And you may have to add in white space.. so *University of Oxford * as well as *University of Oxford*.

I don’t want to knock the site, but I am really interested to know how this data might be used. Really. Genuinely. I am properly interested. How would someone working in the charitable sector use that website to help them do something? What thing? How would it support them? My imagination may be able to go off on crazy flights of fancy in certain areas, but my lack of sector knowledge or a current headful of summer cold leaves me struggling to work out what this website would tangibly help someone to do. (I tried to ask a similar question around charities data before, giving the example of Charities Commission data grabbed from OpenCharities, but drew a blank then.) Like @cogdog in his search for real OER use case stories, I’d love to hear examples of real questions – no matter how trivial – that the 360 Giving site could help answer.

As well as the website, 360 Giving folk provide a data download as a CSV file containing getting on for a quarter of a million records. The date stamp on the file I grabbed is 5th June 2014. Skimming through the data quickly – my own opening conversation with it can be found here: 360 Giving Grant Navigator – Initial Data Conversation – I noticed through comparison with the data on the website some gaps…

  • this item doesn’t seem to appear in the CSV download, perhaps because it doesn’t appear to have a funder?
  • this item on the website has an address for the recipient organisation, but the CSV document doesn’t have any address fields. In fact, on close inspection, the record relates to a grant by the Northern Rock Foundation, and I see no records from that body in the CSV file?
  • Although there is a project title field in the CSV document, no project titles are supplied. Looking through a sample of grants on the website, are any titles provided?
  • The website lists the following funders:

    Arts Council England
    Arts Council Wales
    Big Lottery
    Creative Scotland
    DSDNI
    Heritage Lottery Fund
    Indigo Trust
    Nesta
    Nominet Trust
    Northern Rock Foundation
    Paul Hamlyn Foundation
    Sport England
    Sport Northern Ireland
    Sport Wales
    TSB
    Wellcome Trust

    The CSV file has data from these funders:

    Arts Council England
    Arts Council Wales
    Big Lottery
    Creative Scotland
    DSDNI
    Nesta
    Nominet Trust
    Sport England
    Sport Northern Ireland
    Sport Wales
    TSB
    Wellcome Trust

    That is, the CSV contains a subset of the data on the website; data from Heritage Lottery Fund, Indigo Trust, Northern Rock Foundation, Paul Hamlyn Foundation doesn’t seem to have made it into the data download? I also note that data from the Research Councils’ Gateway to Research (aside from the TSB data) doesn’t seem to have made it into either dataset. For anyone researching grants to universities, this could be useful information. (Could?! Why?!;-)

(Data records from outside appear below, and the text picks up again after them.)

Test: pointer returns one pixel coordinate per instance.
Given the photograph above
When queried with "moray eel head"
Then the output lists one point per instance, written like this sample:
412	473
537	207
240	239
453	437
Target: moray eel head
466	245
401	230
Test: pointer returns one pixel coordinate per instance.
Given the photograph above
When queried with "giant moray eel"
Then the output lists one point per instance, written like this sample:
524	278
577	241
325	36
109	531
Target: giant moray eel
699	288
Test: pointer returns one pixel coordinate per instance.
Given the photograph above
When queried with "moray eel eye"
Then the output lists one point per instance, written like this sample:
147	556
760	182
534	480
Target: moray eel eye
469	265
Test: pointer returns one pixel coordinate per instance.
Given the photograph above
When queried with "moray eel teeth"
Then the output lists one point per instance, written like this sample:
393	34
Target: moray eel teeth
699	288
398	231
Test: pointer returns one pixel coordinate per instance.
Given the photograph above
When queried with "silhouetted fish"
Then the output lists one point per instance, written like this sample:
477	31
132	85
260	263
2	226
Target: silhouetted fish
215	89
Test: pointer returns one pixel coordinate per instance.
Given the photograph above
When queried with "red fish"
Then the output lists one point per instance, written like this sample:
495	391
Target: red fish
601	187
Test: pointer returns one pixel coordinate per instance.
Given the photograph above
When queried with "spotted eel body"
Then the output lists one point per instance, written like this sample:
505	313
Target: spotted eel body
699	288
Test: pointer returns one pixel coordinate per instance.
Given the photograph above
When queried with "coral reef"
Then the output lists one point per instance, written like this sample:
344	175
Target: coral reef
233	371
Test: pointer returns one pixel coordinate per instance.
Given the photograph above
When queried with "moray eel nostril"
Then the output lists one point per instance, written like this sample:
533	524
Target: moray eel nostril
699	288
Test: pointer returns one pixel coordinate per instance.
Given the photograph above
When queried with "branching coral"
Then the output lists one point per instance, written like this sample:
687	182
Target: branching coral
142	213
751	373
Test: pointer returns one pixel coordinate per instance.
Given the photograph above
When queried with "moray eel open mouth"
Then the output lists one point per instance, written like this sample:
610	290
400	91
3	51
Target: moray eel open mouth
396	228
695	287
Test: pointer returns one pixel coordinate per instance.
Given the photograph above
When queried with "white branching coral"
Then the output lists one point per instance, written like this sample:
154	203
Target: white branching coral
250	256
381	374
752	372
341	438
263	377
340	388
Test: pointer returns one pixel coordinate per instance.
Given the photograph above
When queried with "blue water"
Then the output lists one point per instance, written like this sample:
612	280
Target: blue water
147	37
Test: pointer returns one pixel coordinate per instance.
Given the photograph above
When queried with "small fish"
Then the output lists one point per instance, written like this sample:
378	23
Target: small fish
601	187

  • No company numbers or Charity Numbers are given. Using opendata from Companies House a quick join on recipient names and company names from the Companies House register (without any attempts at normalising out things like LTD and LIMITED – that is, purely looking for an exact match) gives me just over 15,000 matched company names (which means I now have their address, company number, etc. too). And presumably if I try to match on names from the OpenCharities data, I’ll be able to match some charity numbers. Now both these annotations will be far from complete, but they’d be more than we have at the moment. A question to then ask is – is this better or worse? Does the dataset only have value if it is in some way complete? One of the clarion calls for open data initiatives has been to ‘just get the data out there’ so that it can be started to be worked on, and improved on. So presumably having some company numbers of charity numbers matched is a plus?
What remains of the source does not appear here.